Other cities that have experienced protests include Lanzhou in the northwest, where locals broke testing booths and turned over Covid staff tents on Saturday. Although none had tested positive, protesters claimed that they were still placed under lockdown.
A witness said that the Shanghai police pepper sprayed roughly 300 demonstrators. At least five other cities, including Nanjing in the east and Guangzhou in the south, showed demonstrators squabbling with police.
So why has China maintained its "Zero Covid" policy?
China argues that the policy is important to save lives and prevent the healthcare system from being overburdened, and to some extent, it has been successful. China has had fewer fatalities and less widespread disease than other large nations.
On the other hand, public annoyance has also grown. Furthermore, Shanghai, one of the busiest ports in the world, as well as other industrial hubs have occasionally been shut down by anti-virus regulations. These shutdowns have kept millions of families inside their homes, which has reduced consumer spending and hurt the economy.

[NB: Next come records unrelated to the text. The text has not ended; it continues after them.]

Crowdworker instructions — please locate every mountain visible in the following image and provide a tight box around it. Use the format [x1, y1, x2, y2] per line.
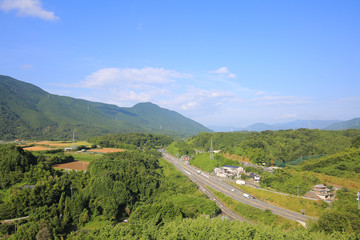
[210, 120, 342, 132]
[245, 120, 340, 131]
[244, 123, 273, 131]
[207, 125, 244, 132]
[0, 75, 210, 140]
[325, 118, 360, 130]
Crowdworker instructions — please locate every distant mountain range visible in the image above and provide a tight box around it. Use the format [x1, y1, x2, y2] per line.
[325, 118, 360, 130]
[209, 118, 360, 132]
[0, 75, 210, 140]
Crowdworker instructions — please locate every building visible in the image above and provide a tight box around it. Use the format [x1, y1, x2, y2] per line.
[214, 165, 244, 178]
[249, 172, 261, 182]
[214, 167, 228, 177]
[181, 155, 190, 162]
[312, 184, 332, 200]
[64, 146, 76, 151]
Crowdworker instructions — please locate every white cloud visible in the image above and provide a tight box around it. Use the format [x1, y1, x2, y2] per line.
[162, 86, 234, 112]
[210, 67, 236, 79]
[77, 67, 191, 107]
[0, 0, 59, 21]
[278, 113, 297, 119]
[82, 67, 190, 88]
[253, 95, 309, 106]
[55, 66, 315, 127]
[21, 63, 33, 69]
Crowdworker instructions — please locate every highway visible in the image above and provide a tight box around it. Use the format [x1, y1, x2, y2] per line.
[162, 151, 314, 224]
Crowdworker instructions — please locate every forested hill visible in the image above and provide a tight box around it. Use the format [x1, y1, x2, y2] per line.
[325, 117, 360, 130]
[173, 129, 360, 165]
[0, 75, 210, 140]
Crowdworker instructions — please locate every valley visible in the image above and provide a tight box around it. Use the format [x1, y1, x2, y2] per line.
[1, 130, 360, 239]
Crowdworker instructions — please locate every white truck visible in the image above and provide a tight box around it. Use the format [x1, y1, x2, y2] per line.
[236, 180, 246, 185]
[243, 193, 250, 198]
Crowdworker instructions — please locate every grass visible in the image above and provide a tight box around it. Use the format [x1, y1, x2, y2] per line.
[208, 187, 301, 230]
[228, 183, 327, 217]
[222, 152, 252, 164]
[81, 216, 113, 230]
[68, 153, 101, 162]
[0, 181, 31, 204]
[312, 172, 360, 191]
[0, 186, 13, 204]
[157, 158, 208, 198]
[191, 153, 240, 173]
[156, 158, 220, 217]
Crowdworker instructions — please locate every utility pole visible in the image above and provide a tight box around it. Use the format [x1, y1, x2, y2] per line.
[357, 192, 360, 210]
[297, 184, 299, 197]
[72, 132, 75, 149]
[210, 140, 214, 161]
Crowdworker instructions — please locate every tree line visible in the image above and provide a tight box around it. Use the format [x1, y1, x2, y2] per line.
[168, 129, 360, 165]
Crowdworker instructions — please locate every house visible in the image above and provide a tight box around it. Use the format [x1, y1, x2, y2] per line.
[181, 155, 190, 162]
[249, 172, 261, 182]
[214, 167, 228, 177]
[223, 165, 244, 177]
[64, 146, 76, 151]
[312, 184, 332, 200]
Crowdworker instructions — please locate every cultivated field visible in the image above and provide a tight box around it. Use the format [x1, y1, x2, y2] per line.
[23, 146, 52, 151]
[70, 153, 101, 162]
[87, 148, 125, 153]
[33, 141, 71, 147]
[53, 161, 90, 171]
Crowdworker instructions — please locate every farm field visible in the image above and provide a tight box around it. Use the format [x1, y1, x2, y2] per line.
[31, 141, 72, 147]
[69, 153, 101, 162]
[87, 148, 125, 153]
[53, 161, 90, 171]
[22, 141, 89, 150]
[23, 146, 52, 151]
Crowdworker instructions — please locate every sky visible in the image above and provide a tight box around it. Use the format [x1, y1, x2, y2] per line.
[1, 0, 360, 128]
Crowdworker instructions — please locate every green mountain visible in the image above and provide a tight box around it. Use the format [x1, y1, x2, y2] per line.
[325, 117, 360, 130]
[0, 75, 210, 140]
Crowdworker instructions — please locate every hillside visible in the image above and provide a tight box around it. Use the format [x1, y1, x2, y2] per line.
[245, 120, 340, 131]
[0, 75, 210, 140]
[169, 129, 360, 166]
[326, 117, 360, 130]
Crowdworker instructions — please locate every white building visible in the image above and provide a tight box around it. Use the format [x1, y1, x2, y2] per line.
[214, 165, 244, 178]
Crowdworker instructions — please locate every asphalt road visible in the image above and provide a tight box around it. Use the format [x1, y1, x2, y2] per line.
[162, 151, 314, 224]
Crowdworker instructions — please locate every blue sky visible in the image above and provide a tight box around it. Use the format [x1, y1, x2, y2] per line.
[1, 0, 359, 128]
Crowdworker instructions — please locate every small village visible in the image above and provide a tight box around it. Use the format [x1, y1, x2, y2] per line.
[180, 154, 337, 203]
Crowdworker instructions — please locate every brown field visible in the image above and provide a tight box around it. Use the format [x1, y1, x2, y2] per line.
[53, 161, 90, 171]
[87, 148, 125, 153]
[31, 141, 71, 147]
[24, 146, 52, 151]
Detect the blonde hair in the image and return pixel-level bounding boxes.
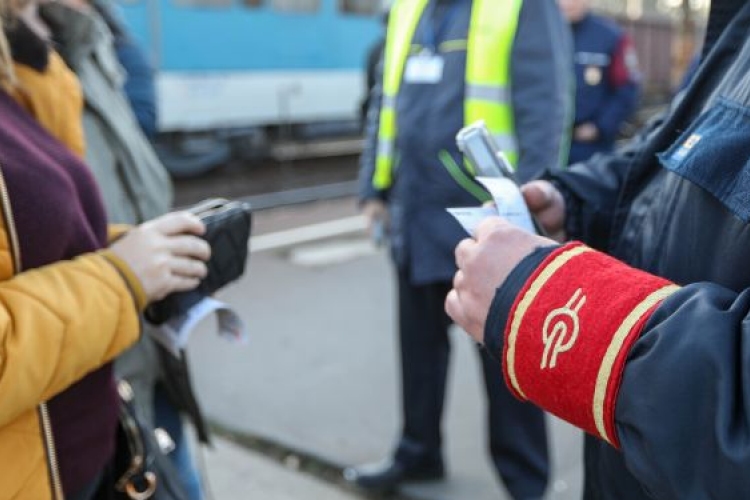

According to Yale University's Dan Mattingly, an assistant professor of political science, "This will put tremendous pressure on the party to respond. There is a significant possibility that one response will be repression, and some protestors will likely be detained and charged. He claimed that despite this, the turmoil today is nothing like that of 1989, when demonstrations in Tiananmen Square resulted in a violent crackdown.